I don’t use the term “modern tragedy” lightly. To me, a tragedy invokes a Shakespearian-like character, one who is just and honorable, as his own good intentions ruin any hope of the world recognizing his admirable qualities. In the classic sense, a tragedy is simply a character ending in a worse place than they started, but the genre has grown and become more sophisticated since the classic Greek tragedies, and we’ve gotten to a point where the overwhelming luxuries of modern society have made us crave success to no end. Because in the end, all we really desire is a place in the sun.

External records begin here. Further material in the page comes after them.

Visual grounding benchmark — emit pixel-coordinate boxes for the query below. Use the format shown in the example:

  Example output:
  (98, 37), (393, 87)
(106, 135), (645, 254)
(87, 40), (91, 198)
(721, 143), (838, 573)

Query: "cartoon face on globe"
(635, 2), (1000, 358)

While the story follows a young man down on his luck (Montgomery Clift) who gets a job at his rich distant families company in the big city and ends up falling for a quiet female coworker (Shelley Winters) while always pinning for the beautiful and elegant model (Elizabeth Taylor), the star of “A Place in the Sun” is George Stevens meticulous detail in every aspect. Stevens had his hands in costume design, editing, cinematography as well as directing, making this movie far more his vision than any other Hollywood movie at the time.
Stevens’ depiction of a tragedy is chilling and yet surprising authentic. Clift’s subtle performance is often quiet and calculating, like we can see the gears turning in his head, all while he tries to find some semblance of happiness in the world by following his basic temptations. It certainly helps that Taylor is at her most alluring, acting like the devil on Clift’s shoulder and she doesn’t even realize it. Rather than demonize this man for his actions, Stevens is understanding yet distant, giving everything a matter-of-fact tone while showing how the desire for success can corrupt the modern man.
Stevens makes a point to show that Clift can be any man, and that we’re all capable of the same evil.